Another method in movement-based instruction is the use of science choreography, which is a technique that uses movement to teach science. A team of scientists, educators, dancers, and choreographers worked together to develop movement-based activities inspired by dance to teach science concepts.

Chart: Sample movements and classroom applications

| Movement(s) Category | Examples | Classroom Application |
|---|---|---|
| Exercise or play | Running, chasing, recess activities | Creating dance routines, run on the spot, perform knowledge of a process |
| Contact or sports | Soccer, football, wrestling | PE classes |
| Introverted play | Puzzles, Lego, crosswords | Building using objects to show creativity or to assess knowledge of a concept learnt. Group puzzles (educator made to make connections or just general for team-building) Vocabulary crosswords |
| Outdoor learning | Playing in the garden, digging, physical, social, and cognition development | Relate to science lessons, hands-on experiments, observing and making real life connections |
| Stand & stretch | Tai chi, yoga, passive or active stretching | Simon says, goal setting on the move, gallery walks, full body stretches and stand up to get a paper or supplies before assignment |
| Group/team competitive games/activities | Relays | Relay teams for math questions on the board |
| Constructive play | Building with blocks | Model building of how something works |
| Exploratory | Hide and seeks, scavenger hunts, make-believe | Hide and seek with answers.

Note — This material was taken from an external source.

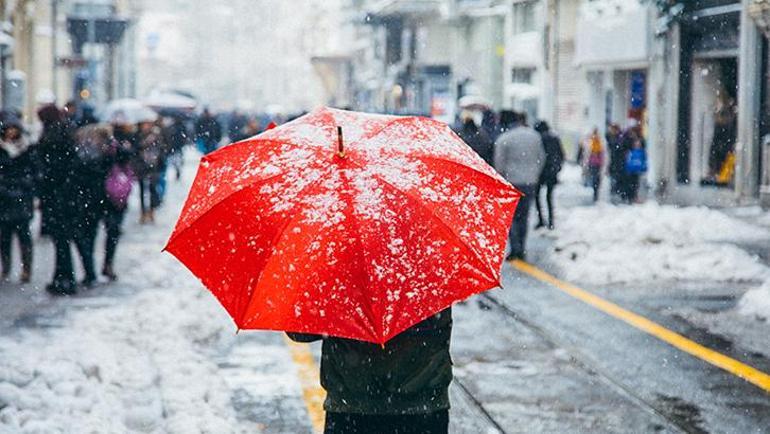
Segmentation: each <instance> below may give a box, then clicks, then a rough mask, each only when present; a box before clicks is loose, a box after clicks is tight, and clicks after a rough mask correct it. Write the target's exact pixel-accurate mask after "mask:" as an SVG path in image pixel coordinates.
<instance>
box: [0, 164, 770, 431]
mask: <svg viewBox="0 0 770 434" xmlns="http://www.w3.org/2000/svg"><path fill="white" fill-rule="evenodd" d="M187 160H188V162H187V166H186V169H185V171H184V172H183V176H182V179H181V180H180V181H179V182H176V183H175V182H169V190H168V192H167V195H168V197H167V199H166V203H167V205H166V206H165V207H164V208H162V209H160V210H159V214H158V216H157V223H156V224H155V225H154V226H139V225H138V224H137V221H138V213H137V210H136V209H135V208H136V207H134V206H132V207H131V210H130V211H129V213H128V216H127V220H126V226H125V238H124V241H123V242H122V244H121V246H120V252H119V255H118V260H117V268H118V269H119V270H121V271H122V273H121V274H120V280H118V281H117V282H115V283H112V284H110V283H100V284H99V285H97V286H96V287H95V288H94V289H91V290H87V291H82V292H81V293H80V294H79V295H77V296H75V297H71V298H70V297H67V298H51V297H49V296H48V295H47V294H45V293H44V291H43V289H42V286H43V285H44V283H45V281H46V279H47V278H48V276H49V273H50V272H51V271H50V269H51V264H50V261H48V260H46V258H47V257H49V256H50V255H51V254H52V252H51V247H50V245H49V244H48V243H47V242H45V241H37V242H36V247H37V249H38V250H37V252H36V259H37V260H36V262H35V267H36V268H35V273H34V279H33V282H32V284H30V285H25V286H20V285H17V284H15V283H3V284H1V285H0V297H2V300H3V303H2V304H0V432H9V433H10V432H22V431H23V432H126V431H134V432H178V433H186V432H248V433H304V432H307V433H310V432H314V430H316V431H317V430H318V429H320V428H321V427H322V421H323V419H322V418H323V415H322V413H321V410H320V407H319V399H320V398H322V390H321V389H320V387H319V385H318V361H319V359H318V358H319V355H320V354H319V352H320V347H319V346H317V345H316V344H313V345H311V346H306V345H303V344H293V343H289V342H288V340H287V339H286V338H285V337H284V335H283V334H281V333H273V332H259V331H242V332H240V333H238V334H236V333H235V332H236V329H235V326H234V325H233V323H232V320H231V319H230V318H229V317H228V316H227V314H226V313H225V312H224V310H223V309H222V308H221V307H220V306H219V304H218V303H217V302H216V300H215V299H214V297H213V296H212V295H211V294H210V293H209V292H208V291H206V290H205V289H204V288H203V287H202V286H201V285H200V283H198V282H197V280H196V279H195V278H193V277H192V276H191V275H190V273H189V272H188V271H187V270H185V269H184V268H183V266H182V265H181V264H179V263H177V262H176V261H175V260H174V259H173V258H172V257H170V255H168V254H164V253H161V251H160V250H161V248H162V247H163V245H164V243H165V241H166V237H167V236H168V234H169V233H170V231H171V229H172V225H173V223H174V222H175V221H176V217H177V215H178V213H179V208H180V206H181V204H182V201H183V199H184V197H185V195H186V193H187V189H188V188H189V185H190V183H191V181H192V177H193V175H194V167H193V166H195V164H194V163H196V162H197V161H195V160H196V157H194V155H192V153H188V155H187ZM575 184H576V180H575V179H574V178H571V177H569V176H566V177H565V180H564V183H563V185H562V193H560V194H559V195H558V196H557V203H558V204H559V205H557V206H560V208H558V209H559V213H560V215H562V216H564V217H563V218H564V219H565V220H566V219H568V216H569V215H570V214H571V213H573V212H574V210H577V209H579V208H581V207H583V206H585V205H586V204H587V203H590V191H589V190H586V189H583V188H582V187H580V186H579V185H575ZM132 199H133V198H132ZM135 203H136V202H135V201H133V200H132V202H131V204H132V205H133V204H135ZM557 224H558V223H557ZM555 242H556V240H555V239H554V237H553V236H550V235H549V236H545V233H544V232H535V233H534V234H533V235H532V237H531V241H530V243H531V247H530V251H531V254H530V258H529V260H530V262H531V263H532V264H534V265H535V266H537V267H539V268H542V269H543V270H545V272H548V273H552V274H553V275H556V276H557V277H559V276H560V274H561V273H562V272H561V271H560V269H559V267H557V266H556V265H554V263H553V262H552V261H551V260H550V259H551V256H552V255H551V254H550V252H551V251H552V249H553V244H554V243H555ZM747 265H748V264H747ZM522 269H523V268H522V266H520V265H518V264H505V265H504V269H503V286H504V288H503V289H497V290H493V291H491V292H489V293H486V294H483V295H480V296H476V297H473V298H471V299H470V300H468V301H467V302H466V303H464V304H460V305H456V307H455V309H454V324H455V326H454V331H453V336H452V357H453V361H454V373H455V380H454V382H453V383H452V386H451V389H450V392H451V393H450V394H451V400H452V410H451V425H450V426H451V428H450V431H451V432H455V433H478V432H485V433H496V432H505V433H513V432H690V433H706V432H709V433H748V432H757V433H761V432H770V428H768V427H770V399H768V389H767V386H765V389H764V390H763V389H762V388H761V387H758V386H757V385H756V384H751V383H749V382H747V381H745V380H743V379H741V378H739V377H738V376H737V375H735V373H732V372H728V371H726V370H723V369H719V368H717V367H715V366H713V365H712V364H709V363H707V362H706V361H704V360H703V359H701V358H699V357H696V356H693V355H690V354H687V353H685V352H683V351H681V350H680V349H677V348H675V347H674V346H672V345H670V344H668V343H666V342H664V341H662V340H661V339H659V338H658V337H655V336H652V335H650V334H647V333H645V332H642V331H640V330H639V329H637V328H634V327H632V326H630V325H629V324H627V323H625V322H623V321H621V320H619V319H617V318H615V317H612V316H610V315H607V314H606V313H603V312H601V311H599V310H598V309H596V308H595V307H593V306H590V305H588V304H586V303H584V302H583V301H581V300H579V299H577V298H574V297H573V296H570V295H568V294H567V293H565V292H563V291H561V290H560V289H559V288H557V287H555V286H554V285H551V284H548V283H545V282H543V281H541V280H538V279H536V278H535V277H533V276H532V275H529V274H527V273H525V272H523V271H521V270H522ZM570 283H572V284H575V285H580V287H581V288H582V289H584V290H586V291H590V292H591V293H593V294H595V295H597V296H599V297H601V298H602V299H605V300H609V301H611V302H613V303H615V304H617V305H619V306H621V307H623V308H625V309H628V310H630V311H633V312H634V313H636V314H638V315H641V316H643V317H646V318H648V319H649V320H651V321H654V322H655V323H657V324H659V325H661V326H662V327H664V328H666V329H668V330H671V331H674V332H677V333H679V334H681V335H683V336H684V337H686V338H688V339H690V340H692V341H695V342H697V343H699V344H701V345H703V346H704V347H708V348H710V349H712V350H714V351H717V352H719V353H721V354H723V355H725V356H727V357H730V358H732V359H734V360H737V361H740V362H743V363H744V364H745V365H747V366H749V367H753V368H755V369H756V370H758V371H760V372H764V373H768V372H770V360H769V359H768V356H770V354H768V351H767V348H768V346H767V345H766V344H767V341H766V339H767V336H768V333H767V330H768V325H767V323H766V322H761V321H756V325H755V328H756V329H758V330H762V331H763V332H762V334H761V335H760V338H759V339H760V340H759V341H757V340H754V341H752V340H751V339H752V338H750V337H747V338H746V339H744V338H743V337H742V336H741V335H729V334H727V332H725V334H720V333H717V332H715V331H713V330H712V329H710V328H709V327H707V325H705V323H704V321H705V320H704V319H703V313H704V312H707V313H710V314H712V317H709V318H710V321H711V322H712V323H718V321H717V319H715V318H718V317H713V315H714V314H719V313H722V314H729V312H730V311H731V310H732V309H733V307H734V305H735V304H736V303H737V300H738V299H739V298H740V296H741V295H742V294H743V293H744V292H745V291H746V290H747V289H748V288H750V287H751V286H752V284H751V282H744V283H740V282H713V281H699V282H691V281H690V282H688V281H681V282H678V281H673V280H666V281H654V280H651V281H644V280H639V281H636V282H633V283H623V284H617V283H613V284H607V285H594V284H583V283H582V282H570ZM698 313H700V315H701V316H700V317H698ZM752 321H753V320H752ZM733 323H735V321H733ZM761 339H765V341H761ZM763 344H764V346H762V345H763ZM22 426H23V429H22V428H21V427H22Z"/></svg>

Hide clues throughout the classroom that lead to answers |
| Functional | Purposeful play | Ball tossing for reviewing or building vocabulary, story-building and movements that incorporate opposite or cross-lateral movements (tap your head and rub your stomach) |
| Group non-competitive | Team building, social, collaborative thinking, dance, drama | Collaborative drawing and stories, role playing and group presentations |
| Individual competitive | Marbles, track and field, hopscotch | Spelling words on the board, math fact around-the-world game |
| Adventure or confidence | Walking excursions, ropes course | Field trips, walks inside the school, walks outside the school exploring environments |

== Movement in Learning Environments Research ==
A study by Vujičić, Peić, and Petrić compared movement-based integrated learning in early childhood education across two groups attending city kindergartens (an experimental group emphasizing movement and a control group with standard integrated learning practices). In the experimental group, the gym was organized to enable children’s exploration, with the teacher taking on an indirect facilitator role, whereas the control group followed traditional teaching methods. Results of the research showed that children in the movement-based group exhibited higher levels of engagement, motor skill development, and enjoyment in learning. This research emphasized the importance of considering physical environments in early education for enhancing learning experiences.

=== Additional benefits for special-needs learners ===
Movements, such as those involved in playing active games, are thought to activate the brain across a wide variety of areas in ways that may be beneficial to students with disabilities. A study by Reynolds and colleagues (2003) found that children with dyslexia were assisted by a movement program. Those in the intervention group showed significantly greater improvement in dexterity, reading, verbal fluency, and semantic fluency than those in the control group. The exercising group also made substantial gains on national standardized tests of reading, writing, and comprehension in comparison with students in the previous year.